EXEMPLO 5 - Efeitos do Inhibitor TGF- β, 1D11, na preservação do miocárdio em um modelo de roedor de isquemia do miocárdio seguida por reperfusão [00195] A administração de 1D11, um inibidor de TGF-β, fibrose reduzida, preservada miocárdio e função cardíaca melhorada em duas doses diferentes. No Dia 0, a artéria coronária esquerda ascendente foi ligada durante 60 minutos e, em seguida, libertado para permitir a reperfusão (I / R). No dia 5, as duas doses diferentes (1 ou 5 mg / kg) de uma quer de duas formulações diferentes de 1D11 (primeira e segunda formulações), veículo, e 13C4 (anticorpo negativo de controle) foram administrados por meio de IV e continuou a cada 3 dias até o dia 28.

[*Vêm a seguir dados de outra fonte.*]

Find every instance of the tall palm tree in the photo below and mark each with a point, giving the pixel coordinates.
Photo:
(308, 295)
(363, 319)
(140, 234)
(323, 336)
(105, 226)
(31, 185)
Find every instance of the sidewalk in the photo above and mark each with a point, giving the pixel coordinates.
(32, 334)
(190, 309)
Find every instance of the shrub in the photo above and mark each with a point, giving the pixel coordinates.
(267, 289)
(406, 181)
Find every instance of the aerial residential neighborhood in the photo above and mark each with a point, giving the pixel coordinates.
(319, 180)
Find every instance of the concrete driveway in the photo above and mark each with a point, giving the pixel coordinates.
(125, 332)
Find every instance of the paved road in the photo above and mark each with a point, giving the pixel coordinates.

[00196] A fim de analisar a área em risco, microesferas de 15 micron de diâmetro que foram marcados com um fluorocromo amarelo foram injetadas no LV do coração. Isso foi feito imediatamente antes de liberar a ligadura temporária da artéria descendente coronária esquerda. As microesferas foram distribuídas homogeneamente no sangue e alojadas nos capilares do coração e de outros órgãos e tecidos. A AAR no coração foi definida como a área do tecido do miocárdio, que não recebeu qualquer microesferas (ou do sangue), durante o período de ligação.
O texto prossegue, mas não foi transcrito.